San Quentin prison
Oklahoma is notorious for being one of the busiest death chambers for inmates in the country. Stephen Lam/Reuters

Anthony Sanchez, who is on death row in an Oklahoma penitentiary shocked the authorities after he fired his attorneys and skipped his clemency hearing. Sanchez's attorneys argued that the clemency hearing was the man's last chance to save his life.

The decision came after Sanchez had developed a close but platonic relationship with a pastor who has faced criticism from capital defence attorneys and anti-death penalty activists.

Rev. Jeff Hood is a spiritual advisor who works with those facing the death penalty across the US.

Hood has been penalised by court officials for allegedly turning clients against their lawyers at the last moment. Oklahoma, where Hood is most prominent, is notorious for being one of the busiest death chambers for inmates in the country.

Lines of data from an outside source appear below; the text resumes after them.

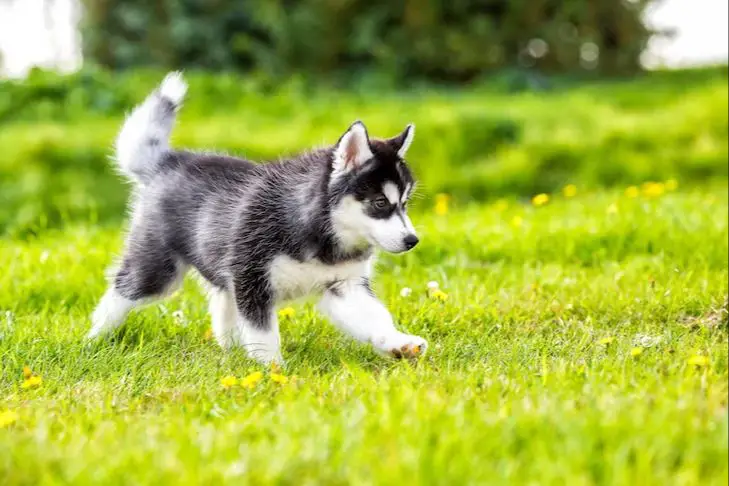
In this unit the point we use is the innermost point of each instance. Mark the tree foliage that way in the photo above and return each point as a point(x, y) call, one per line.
point(443, 40)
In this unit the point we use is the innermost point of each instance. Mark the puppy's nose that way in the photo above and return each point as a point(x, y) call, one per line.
point(410, 241)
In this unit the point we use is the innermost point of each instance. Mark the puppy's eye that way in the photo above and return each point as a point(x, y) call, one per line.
point(380, 203)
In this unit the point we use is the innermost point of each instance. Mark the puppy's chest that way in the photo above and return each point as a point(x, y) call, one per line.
point(291, 278)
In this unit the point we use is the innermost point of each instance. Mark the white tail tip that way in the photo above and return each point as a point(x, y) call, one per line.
point(173, 87)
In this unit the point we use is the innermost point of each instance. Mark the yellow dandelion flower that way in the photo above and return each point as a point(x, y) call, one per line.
point(540, 199)
point(32, 382)
point(228, 381)
point(653, 189)
point(441, 204)
point(279, 378)
point(501, 205)
point(437, 294)
point(503, 412)
point(570, 190)
point(632, 192)
point(251, 380)
point(698, 361)
point(7, 417)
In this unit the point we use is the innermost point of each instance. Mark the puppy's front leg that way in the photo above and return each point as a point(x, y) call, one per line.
point(354, 309)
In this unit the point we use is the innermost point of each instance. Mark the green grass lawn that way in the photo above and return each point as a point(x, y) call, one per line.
point(581, 342)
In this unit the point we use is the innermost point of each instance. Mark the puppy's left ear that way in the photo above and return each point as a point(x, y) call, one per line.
point(353, 148)
point(402, 142)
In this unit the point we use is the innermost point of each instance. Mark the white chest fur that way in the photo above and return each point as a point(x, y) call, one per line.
point(293, 279)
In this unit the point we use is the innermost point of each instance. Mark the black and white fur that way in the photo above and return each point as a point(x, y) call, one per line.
point(260, 233)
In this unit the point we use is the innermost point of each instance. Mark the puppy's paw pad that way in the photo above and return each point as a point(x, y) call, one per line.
point(408, 347)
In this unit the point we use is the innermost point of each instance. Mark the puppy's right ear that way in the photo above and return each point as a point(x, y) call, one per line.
point(353, 149)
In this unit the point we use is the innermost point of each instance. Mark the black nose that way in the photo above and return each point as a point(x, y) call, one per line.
point(410, 241)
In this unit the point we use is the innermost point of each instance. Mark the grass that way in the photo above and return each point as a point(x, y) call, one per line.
point(582, 341)
point(476, 144)
point(531, 378)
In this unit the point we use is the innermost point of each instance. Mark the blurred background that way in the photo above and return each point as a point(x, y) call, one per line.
point(511, 97)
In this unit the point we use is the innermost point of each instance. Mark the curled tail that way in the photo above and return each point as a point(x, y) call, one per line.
point(144, 138)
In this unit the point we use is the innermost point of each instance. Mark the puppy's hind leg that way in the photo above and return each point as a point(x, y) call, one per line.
point(139, 281)
point(224, 318)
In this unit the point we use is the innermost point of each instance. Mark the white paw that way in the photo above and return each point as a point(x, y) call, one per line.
point(401, 346)
point(265, 356)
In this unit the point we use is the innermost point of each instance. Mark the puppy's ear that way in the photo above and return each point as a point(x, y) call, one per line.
point(353, 148)
point(402, 142)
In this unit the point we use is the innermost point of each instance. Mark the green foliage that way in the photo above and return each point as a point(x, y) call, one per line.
point(480, 144)
point(431, 39)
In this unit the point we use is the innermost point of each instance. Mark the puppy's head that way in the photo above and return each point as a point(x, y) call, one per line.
point(370, 184)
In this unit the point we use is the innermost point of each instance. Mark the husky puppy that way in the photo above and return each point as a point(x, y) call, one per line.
point(261, 233)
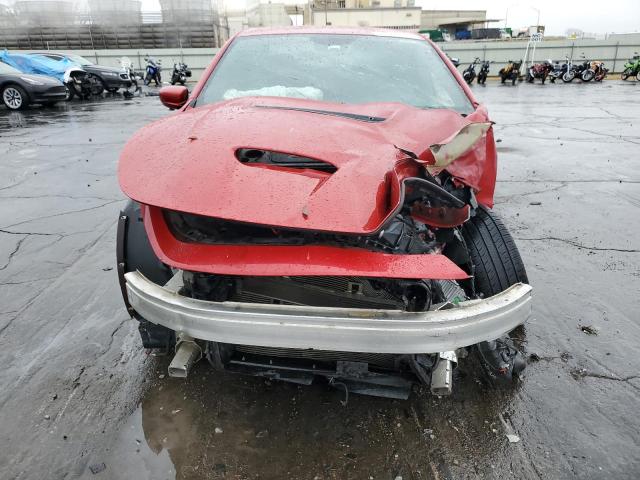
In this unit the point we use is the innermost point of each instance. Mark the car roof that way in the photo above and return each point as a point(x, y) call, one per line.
point(376, 32)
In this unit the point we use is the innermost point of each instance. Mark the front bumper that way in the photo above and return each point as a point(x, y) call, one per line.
point(47, 93)
point(326, 328)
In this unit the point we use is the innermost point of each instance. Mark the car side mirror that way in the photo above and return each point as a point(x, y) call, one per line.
point(174, 97)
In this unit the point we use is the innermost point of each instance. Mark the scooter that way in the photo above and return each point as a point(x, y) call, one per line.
point(78, 83)
point(484, 72)
point(559, 69)
point(127, 68)
point(581, 71)
point(632, 67)
point(180, 73)
point(153, 69)
point(599, 71)
point(510, 72)
point(539, 70)
point(469, 73)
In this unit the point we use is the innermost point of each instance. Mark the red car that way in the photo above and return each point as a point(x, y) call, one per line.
point(320, 206)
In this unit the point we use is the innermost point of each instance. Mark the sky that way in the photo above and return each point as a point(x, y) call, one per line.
point(601, 17)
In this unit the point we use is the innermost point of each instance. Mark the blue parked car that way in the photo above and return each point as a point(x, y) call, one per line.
point(73, 76)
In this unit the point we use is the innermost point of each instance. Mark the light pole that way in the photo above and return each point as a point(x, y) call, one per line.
point(538, 21)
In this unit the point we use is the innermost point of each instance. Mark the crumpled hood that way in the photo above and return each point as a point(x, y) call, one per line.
point(187, 161)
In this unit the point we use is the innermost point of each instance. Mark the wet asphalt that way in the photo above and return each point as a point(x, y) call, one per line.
point(80, 398)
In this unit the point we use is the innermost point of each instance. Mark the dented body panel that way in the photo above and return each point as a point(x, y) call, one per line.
point(198, 171)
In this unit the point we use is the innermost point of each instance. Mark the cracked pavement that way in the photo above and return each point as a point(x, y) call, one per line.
point(79, 391)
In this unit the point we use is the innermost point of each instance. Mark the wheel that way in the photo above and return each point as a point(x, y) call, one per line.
point(588, 75)
point(494, 255)
point(135, 252)
point(70, 93)
point(496, 266)
point(14, 97)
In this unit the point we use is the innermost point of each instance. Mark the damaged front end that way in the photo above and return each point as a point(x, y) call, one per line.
point(386, 298)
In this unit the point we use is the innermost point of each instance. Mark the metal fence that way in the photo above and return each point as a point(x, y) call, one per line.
point(96, 37)
point(613, 53)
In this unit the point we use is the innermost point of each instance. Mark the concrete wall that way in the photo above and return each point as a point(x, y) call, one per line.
point(432, 19)
point(369, 17)
point(499, 51)
point(612, 51)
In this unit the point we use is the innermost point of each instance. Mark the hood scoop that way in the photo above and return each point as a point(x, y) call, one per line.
point(256, 156)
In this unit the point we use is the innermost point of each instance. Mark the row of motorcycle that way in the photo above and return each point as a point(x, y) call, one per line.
point(80, 83)
point(153, 72)
point(568, 71)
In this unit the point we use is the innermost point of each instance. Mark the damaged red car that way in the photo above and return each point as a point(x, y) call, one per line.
point(320, 207)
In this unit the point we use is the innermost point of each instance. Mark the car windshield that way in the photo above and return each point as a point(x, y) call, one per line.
point(7, 69)
point(336, 68)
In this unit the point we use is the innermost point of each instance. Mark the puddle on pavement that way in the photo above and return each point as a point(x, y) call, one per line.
point(218, 425)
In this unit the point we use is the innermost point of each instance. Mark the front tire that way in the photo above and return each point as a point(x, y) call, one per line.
point(14, 97)
point(494, 255)
point(497, 265)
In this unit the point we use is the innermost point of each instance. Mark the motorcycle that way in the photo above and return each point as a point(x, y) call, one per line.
point(559, 70)
point(599, 71)
point(632, 67)
point(180, 73)
point(127, 68)
point(580, 70)
point(484, 72)
point(78, 83)
point(510, 72)
point(540, 70)
point(153, 69)
point(469, 73)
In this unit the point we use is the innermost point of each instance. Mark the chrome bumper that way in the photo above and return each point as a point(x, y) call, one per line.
point(325, 328)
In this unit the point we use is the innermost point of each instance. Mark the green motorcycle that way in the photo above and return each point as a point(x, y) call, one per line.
point(632, 67)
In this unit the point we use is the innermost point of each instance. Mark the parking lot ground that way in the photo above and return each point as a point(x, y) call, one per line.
point(81, 399)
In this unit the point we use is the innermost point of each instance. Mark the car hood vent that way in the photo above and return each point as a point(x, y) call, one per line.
point(256, 156)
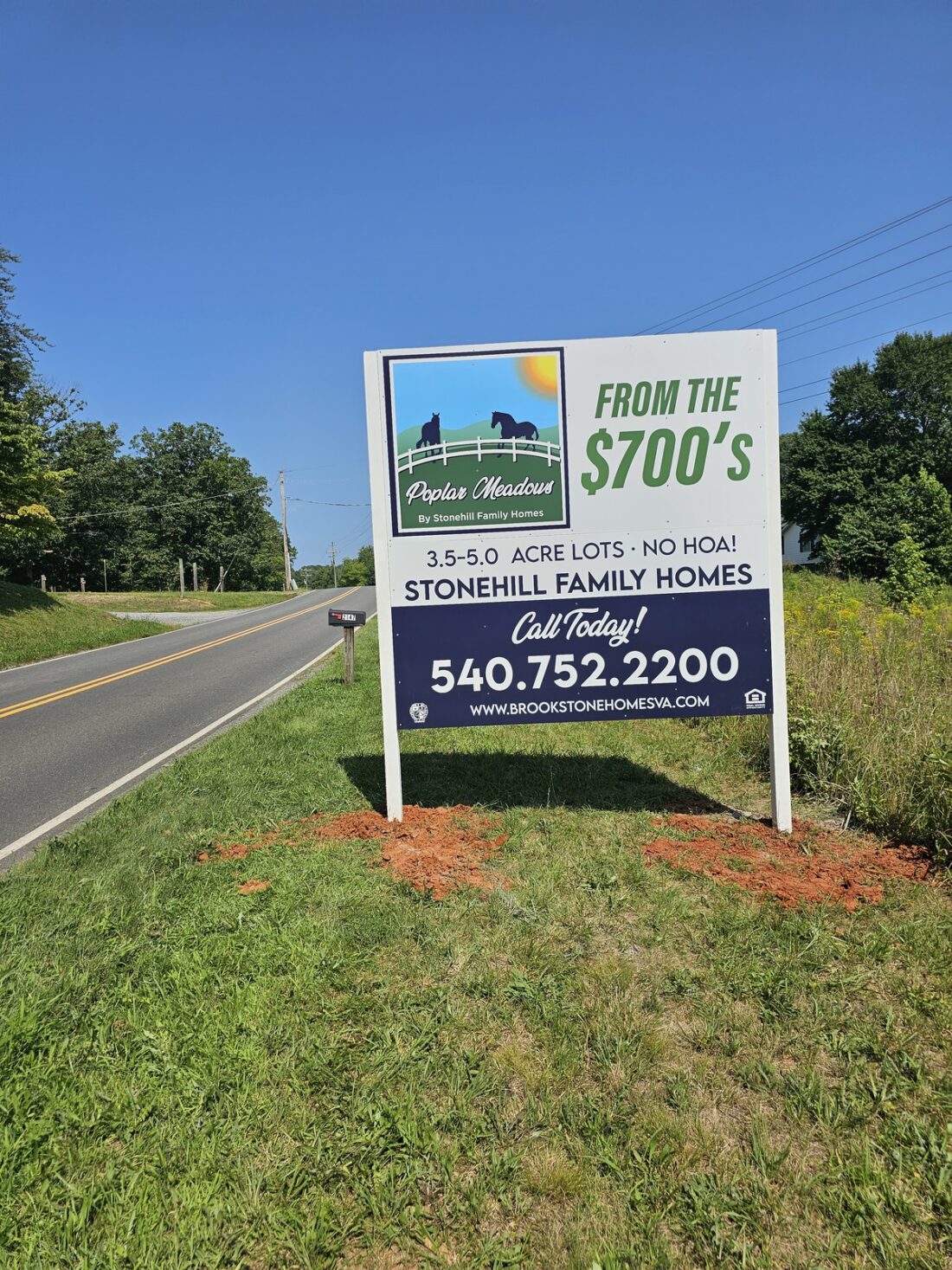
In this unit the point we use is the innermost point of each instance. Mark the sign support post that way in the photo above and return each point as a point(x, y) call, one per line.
point(781, 804)
point(380, 500)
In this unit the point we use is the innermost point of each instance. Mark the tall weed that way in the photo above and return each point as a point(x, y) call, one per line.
point(870, 693)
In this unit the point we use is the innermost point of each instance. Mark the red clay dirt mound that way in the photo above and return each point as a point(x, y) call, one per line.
point(435, 850)
point(810, 865)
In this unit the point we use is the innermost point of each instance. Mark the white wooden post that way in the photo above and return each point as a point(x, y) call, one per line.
point(781, 803)
point(380, 508)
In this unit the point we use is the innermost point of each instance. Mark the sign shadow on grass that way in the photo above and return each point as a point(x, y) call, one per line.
point(502, 780)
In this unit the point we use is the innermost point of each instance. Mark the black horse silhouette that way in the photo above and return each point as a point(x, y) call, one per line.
point(509, 427)
point(429, 433)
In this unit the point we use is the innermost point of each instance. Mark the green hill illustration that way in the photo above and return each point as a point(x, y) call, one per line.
point(408, 438)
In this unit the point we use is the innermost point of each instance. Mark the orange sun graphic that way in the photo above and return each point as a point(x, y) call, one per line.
point(540, 375)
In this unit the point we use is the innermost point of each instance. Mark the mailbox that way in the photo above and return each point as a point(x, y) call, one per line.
point(345, 617)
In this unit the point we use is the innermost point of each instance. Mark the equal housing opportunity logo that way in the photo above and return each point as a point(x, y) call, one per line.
point(478, 441)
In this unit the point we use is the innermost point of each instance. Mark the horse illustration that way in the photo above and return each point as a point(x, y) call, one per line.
point(509, 427)
point(429, 433)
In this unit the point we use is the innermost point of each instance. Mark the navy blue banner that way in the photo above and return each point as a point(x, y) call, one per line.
point(562, 661)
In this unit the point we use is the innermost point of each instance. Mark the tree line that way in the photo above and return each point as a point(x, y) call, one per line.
point(351, 571)
point(75, 500)
point(871, 476)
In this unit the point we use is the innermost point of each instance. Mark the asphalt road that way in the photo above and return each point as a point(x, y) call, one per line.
point(78, 731)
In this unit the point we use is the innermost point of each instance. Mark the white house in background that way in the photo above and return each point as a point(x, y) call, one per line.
point(799, 545)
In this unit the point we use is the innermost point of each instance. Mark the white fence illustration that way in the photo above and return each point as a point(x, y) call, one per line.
point(479, 448)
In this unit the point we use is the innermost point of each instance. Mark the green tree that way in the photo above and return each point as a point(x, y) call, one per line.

Those who are penalising Hood, claim that the pastor is attempting to keep himself in the spotlight as part of his plan to reach fame.

Defending his actions, Hood revealed that he is a member of the national anti-capital punishment organization "Death Penalty Action", which sets out to draw public attention to people's cases. Hood believes that by raising awareness of the many death penalty cases, he will succeed in stopping executions.

Critics also note that Hood is using the limelight to raise money for Death Penalty Action.

On Thursday 21 September, Sanchez is scheduled to receive the lethal injection – following the murder of a 21-year-old University of Oklahoma dance student Juli Busken in 1996. At the time, Sanchez was 27.

Sanchez, now 44 years old, went uncharged for the murder for years until his new evidence, that linked him to the young woman's slaying, was found. The DNA evidence that proved Sanchez's guilt, was found by forensics on the victim's clothes.

Rev. Jeff Hood has also been penalised for attempting to incite violence against the US Government.

Before firing his attorneys, Sanchez had exhausted his right to appeal his case – getting it all the way to federal court.

Like Hood, Sanchez's court-appointed federal attorneys were members of an anti-death penalty organisation. The attorneys were associated with the Oklahoma Coalition to Abolish the Death Penalty, which also penalised Hood for offering his misguided legal suggestions to the inmates.

Randall Coyne, one of Sanchez's former court-appointed attorneys, spoke of Hood's alleged intent to profit off of the downfall of those on the death penalty.

Coyne told reporters: "What they're doing is using this myth of Anthony Sanchez, an innocent man facing his death, as a publicity fundraising campaign."

"This is all about raising money," Coyne added.

After allegedly taunting Sanchez into firing his lawyers, Hood publicly promised his platform that he would walk 120 miles from the state institution to deliver petitions to Oklahoma Gov. Kevin Stitt.

Hood told his followers that the petitions called for a delay in the 44-year-olds execution.

A short while after the announcement, Death Penalty Action sent out fundraising solicitations on Hood's behalf. Death Penalty Action has continued to call for funding every day this week.

Don Heath, the executive director of the Oklahoma Coalition to Abolish the Death Penalty and attorneys, also noted that Hood and his fellow Death Penalty Action workers are corrupting the prisoners' last chance of life.

Heath declared: "Essentially, we think they're doing harm to the inmates... I don't try to offer inmates legal advice. On some of the cases, especially the Sanchez case, they seem to be they're giving their legal assessment of the case."

IRS data shows that in 2021, Death Penalty Action boosted its fundraising profits to almost $425,000. In 2018, the organisation received a total of $90,000.

Denying the allegations against his group, Abraham Bonowitz, the executive director of Death Penalty Action, said: "Nobody is getting rich here, I can tell you that... We are not in the business of trying to get in the way of attorneys... We're in the business of trying to get people off of death row."